Figure 5 illustrates select industries and their expected shift in the human share of work‑task delivery in total firm output between 2025 and 2030, distinguishing between changes driven by automation and those driven by augmentation, based on WEF survey data. The steepest declines in human‑only task share are concentrated in office‑based sectors. In professional and business services, for example, employers estimate that the human-only task share will drop from roughly one‑half today to about one‑third by 2030, with approximately two‑thirds of that decline attributable to outright automation rather than augmentation.
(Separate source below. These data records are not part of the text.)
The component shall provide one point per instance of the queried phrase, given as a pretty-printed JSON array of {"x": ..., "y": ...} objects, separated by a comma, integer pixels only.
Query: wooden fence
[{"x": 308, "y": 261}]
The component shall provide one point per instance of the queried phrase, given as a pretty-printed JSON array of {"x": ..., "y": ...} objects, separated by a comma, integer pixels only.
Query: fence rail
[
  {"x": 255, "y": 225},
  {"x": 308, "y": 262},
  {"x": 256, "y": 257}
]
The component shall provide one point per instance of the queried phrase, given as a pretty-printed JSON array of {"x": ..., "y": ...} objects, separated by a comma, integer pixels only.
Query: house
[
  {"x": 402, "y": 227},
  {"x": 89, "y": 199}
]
We incorporate this sector‑level exposure to automation and augmentation into our broader model of AI’s impact on employment and office demand, discussed later in this paper.
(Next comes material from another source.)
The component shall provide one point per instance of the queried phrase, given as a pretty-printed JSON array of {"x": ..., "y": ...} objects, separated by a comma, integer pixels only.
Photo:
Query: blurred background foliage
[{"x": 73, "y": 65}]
Because AI exposure is highest among office-using occupations, and office demand depends on the growth of those jobs, the office sector faces the greatest exposure risk among commercial real estate property types. As AI adoption accelerates, slower job growth in office-using industries could further weigh down future demand for office space. In 2024, Oxford Economics reached the same conclusion, as seen in Figure 6.  

AI has become a defining theme in how companies describe and strategize around their workforces, yet its effects are hard to discern in labor market data. To gauge what’s happening now, we first examine how employers are framing AI’s role in job design, skills and workflows, and then compare those narratives with the underlying employment data.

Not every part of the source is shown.